Die Delegierten der Linkspartei haben auf ihrem Parteitag in Dresden den Bundestagsabgeordneten Dietmar Bartsch zum neuen Bundesgeschäftsführer gewählt. Zum Schatzmeister wurde Bernhard Walther bestimmt, der sein Amt aber wegen Stasi-Vorwürfen vorerst nicht annahm.

Dresden - Bartsch wurde mit 64,3 Prozent zum Nachfolger von Rolf Kutzmutz gewählt. Der 47-Jährige war bereits von 1997 bis 2002 Bundesgeschäftsführer der PDS gewesen, hatte sein Amt aber wegen der damaligen Schlappe der PDS bei der Bundestagswahl wieder abgegeben. Zuletzt war er Geschäftsführer beim Verlag der parteinahen Zeitung "Neues Deutschland".

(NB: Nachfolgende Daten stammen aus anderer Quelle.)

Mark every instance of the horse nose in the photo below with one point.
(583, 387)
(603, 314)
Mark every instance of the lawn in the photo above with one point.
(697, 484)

Die Linkspartei müsse wieder aktionsfähiger werden, forderte Bartsch vor den Delegierten. "Ich wünsche mir von uns allen mehr Gründergeist und Aufbruchstimmung." Sein Vorgänger Kutzmutz hatte sein Amt abgegeben, nachdem er bei der Bundestagswahl vom 18. September trotz des Wahlerfolges der Linken den Einzug in den Bundestag versäumt hatte.

Zum neuen Schatzmeister wählten die Delegierten mit 68,5 Prozent den Steuerberater Bernhard Walther. Der 47-Jährige kündigte nach seiner Wahl jedoch an, sein Amt wegen der gegen ihn erhobenen Stasi-Vorwürfe vorerst nicht anzunehmen. Er wolle zunächst abwarten, bis die Akte von der Birthler-Behörde zu seinem Fall vorliege. Parteichef Lothar Bisky will das Amt kommissarisch übernehmen.

Walther hatte eingeräumt, zu DDR-Zeiten eine Verpflichtungserklärung als Inoffizieller Mitarbeiter (IM) der Stasi unterschrieben zu haben. Sein Fall wurde auf dem Parteitag kontrovers diskutiert.